5) Recommendations - Your peers have the option of writing a recommendation which you can approve to be posted to your profile. This is important as profiles that have recommendations are highlighted and given priority when other users are searching the site. You should be proactive and reach out to previous managers/colleagues/subordinates and request a recommendation. You can write a recommendation for others in return.

Keep in mind that your profile is a constant work in progress. Much like your resume, it should be updated at least once a year to reflect new accomplishments and coursework. You can also post updates regarding specific projects that you are working on, conferences you are attending and goals that you are pursuing. Be as liberal as possible when establishing your connection settings. You should be encouraging people to reach out to you for expertise requests, consulting possibilities, and career opportunities. You can always choose to decline a request but if you do not allow people the option of contacting you, opportunities will be missed.

IV. Get Connected

Once your profile is complete, it is time to actually build your network. The more relevant connections you have, the more powerful your network is. You should send invitations to connect to present and former colleagues, classmates, customers, vendors, professors, lawyers, advisors, brokers and recruiters. This will take some time upfront but is a worthwhile endeavor. Doing it right the first time around will actually save you time in the long run. A well connected network is dynamic, it will keep you informed as your colleagues change jobs and advance their positions. You will never lose track of someone again once you connect virtually. Keep growing your network by connecting with new colleagues, people that you meet at conferences as well as social connections that might have a valuable business purpose. A virtual network is a living thing and you need to cultivate it continuously.

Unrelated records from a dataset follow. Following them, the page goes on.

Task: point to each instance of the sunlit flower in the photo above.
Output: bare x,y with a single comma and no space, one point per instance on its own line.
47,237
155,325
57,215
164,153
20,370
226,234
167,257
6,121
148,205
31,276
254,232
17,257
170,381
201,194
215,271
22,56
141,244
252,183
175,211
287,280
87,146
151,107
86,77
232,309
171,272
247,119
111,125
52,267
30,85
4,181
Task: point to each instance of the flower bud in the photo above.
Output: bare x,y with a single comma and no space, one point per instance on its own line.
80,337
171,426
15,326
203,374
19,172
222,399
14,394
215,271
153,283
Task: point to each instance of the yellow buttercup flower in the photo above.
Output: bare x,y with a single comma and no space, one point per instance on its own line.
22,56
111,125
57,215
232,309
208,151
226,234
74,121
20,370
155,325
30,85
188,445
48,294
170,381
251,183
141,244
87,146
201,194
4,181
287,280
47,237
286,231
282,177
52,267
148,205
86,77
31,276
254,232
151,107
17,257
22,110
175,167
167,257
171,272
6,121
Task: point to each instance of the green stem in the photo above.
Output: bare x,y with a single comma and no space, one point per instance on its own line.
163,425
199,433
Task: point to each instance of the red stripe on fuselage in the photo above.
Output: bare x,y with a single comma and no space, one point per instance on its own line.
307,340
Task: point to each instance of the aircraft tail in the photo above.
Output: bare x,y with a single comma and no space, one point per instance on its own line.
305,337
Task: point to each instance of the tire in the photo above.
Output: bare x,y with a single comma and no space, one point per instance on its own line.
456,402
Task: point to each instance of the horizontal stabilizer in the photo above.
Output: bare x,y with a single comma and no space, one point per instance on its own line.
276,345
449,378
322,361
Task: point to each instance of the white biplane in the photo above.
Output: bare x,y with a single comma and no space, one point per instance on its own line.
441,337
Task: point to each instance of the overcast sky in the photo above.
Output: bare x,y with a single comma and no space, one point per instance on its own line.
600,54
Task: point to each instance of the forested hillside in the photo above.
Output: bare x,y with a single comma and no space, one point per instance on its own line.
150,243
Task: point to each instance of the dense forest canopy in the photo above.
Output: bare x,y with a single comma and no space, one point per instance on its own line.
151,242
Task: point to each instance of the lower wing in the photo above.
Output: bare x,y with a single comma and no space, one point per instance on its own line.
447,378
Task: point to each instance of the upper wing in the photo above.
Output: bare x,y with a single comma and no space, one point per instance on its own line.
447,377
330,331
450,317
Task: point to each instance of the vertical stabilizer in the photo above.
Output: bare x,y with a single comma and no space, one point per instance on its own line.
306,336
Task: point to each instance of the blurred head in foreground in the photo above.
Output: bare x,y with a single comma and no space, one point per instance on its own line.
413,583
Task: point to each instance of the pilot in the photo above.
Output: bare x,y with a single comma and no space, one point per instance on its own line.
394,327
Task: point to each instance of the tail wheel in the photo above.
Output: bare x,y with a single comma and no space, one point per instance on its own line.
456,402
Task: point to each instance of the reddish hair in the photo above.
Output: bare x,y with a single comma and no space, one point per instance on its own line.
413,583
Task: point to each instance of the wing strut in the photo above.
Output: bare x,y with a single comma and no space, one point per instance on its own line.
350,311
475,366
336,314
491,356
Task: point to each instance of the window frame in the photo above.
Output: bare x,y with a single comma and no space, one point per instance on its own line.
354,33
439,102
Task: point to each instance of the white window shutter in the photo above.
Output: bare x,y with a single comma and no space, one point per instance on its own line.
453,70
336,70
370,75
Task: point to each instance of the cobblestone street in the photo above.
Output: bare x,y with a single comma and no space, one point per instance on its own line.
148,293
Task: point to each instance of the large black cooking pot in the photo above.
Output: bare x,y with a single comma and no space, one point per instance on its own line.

V. Use the Network to Your Advantage

Not only does your on-line network make it easy to stay in touch with your peers, it also gives you access to oodles of valuable information on those to whom you are both directly and indirectly connected. Once your network becomes big enough, it is possible to find background information on just about any company or any specific person you choose. This is a phenomenal tool for job seekers, think about the opportunity it gives you to:

1) Research the skill set of people in positions you aspire to.

2) Identify potential hiring managers at companies that interest you and discover who in your network is connected to them.

3) Gain background information on people with whom you are interviewing.

4) Understand the organizational structure at the companies you are considering.

5) Find former employees at companies that interest you to get the “inside scoop” on working there.

You can use the same approach to get background information prior to sales presentations, when evaluating vendors, investigating strategic partnerships etc. Information is key and an established on-line network offers you access to as much information as you choose to seek.

The opportunities that are accessible through social media tools are truly endless. It is becoming increasingly important that you are actively and appropriately engaged in this phenomenon. Not only do the benefits of on-line networking make it virtually possible to ignore, but those who are not involved are often judged negatively without their knowledge. Do not be caught standing on the sidelines. Build your profile, establish your connections and reap the rewards today.